Yalnız hiç aklıma gelmeyen bir sorunla karşılaştım. Otoparkta görevli olan güvenlik görevlisi ve yanındaki gençten bir kız karşıma dikildi.
– Bir dakika beyefendi ne istemiştiniz?
– Aracımı alacağım.
– Siz PTT’den misiniz?
– Yo değilim ama aracım burada
– Buradan araç çıkışı yapamam beyefendi
– Neden? Bizim firmanın arabasını alacağım
– Sizi tanımıyoruz beyefendi, arabayı alamazsınız.
– Allah Allah, neden kardeşim?
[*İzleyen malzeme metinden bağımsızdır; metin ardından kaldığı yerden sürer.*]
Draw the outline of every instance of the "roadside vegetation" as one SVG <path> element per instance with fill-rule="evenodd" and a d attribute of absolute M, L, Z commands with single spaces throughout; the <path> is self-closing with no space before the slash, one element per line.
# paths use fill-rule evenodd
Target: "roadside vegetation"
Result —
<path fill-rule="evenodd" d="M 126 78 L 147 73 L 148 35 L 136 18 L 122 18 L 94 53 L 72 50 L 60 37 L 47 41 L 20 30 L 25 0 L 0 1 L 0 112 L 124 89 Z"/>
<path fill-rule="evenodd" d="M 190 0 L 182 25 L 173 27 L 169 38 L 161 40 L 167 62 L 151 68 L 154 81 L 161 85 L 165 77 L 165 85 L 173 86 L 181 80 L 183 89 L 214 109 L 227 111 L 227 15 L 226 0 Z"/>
Bak anahtar bende
– Olabilir, bizde kayıtlı olan isimler haricinde araçları başkalarına teslim edemiyoruz.
Yavaş yavaş tepem atmaya başlıyordu da, şimdi arabayı hiç alamamak da vardı. O nedenle alttan almaya, ama sesimi de yükseltmeye başlamıştım ki o arada da aracın yanına gelmiştik. Araç beyaz bir torostu. Ben de aracın beyaz toros olduğunu bilmiyordum. Güvenlik görevlileri aracı gördükten sonra irkildiler ve bir anda geri iki adım atıp esas duruş gibi bir pozisyona geçtiler. Ben önce anlayamadım ama saniyesinde durumu kavradım. Polise benzer bir tarafım yoktu ama kimin ne olduğunu kimse bilemezdi. Sanırım bu garibanlar da böyle düşünüyordu. Tabi hiç bozuntuya vermedim.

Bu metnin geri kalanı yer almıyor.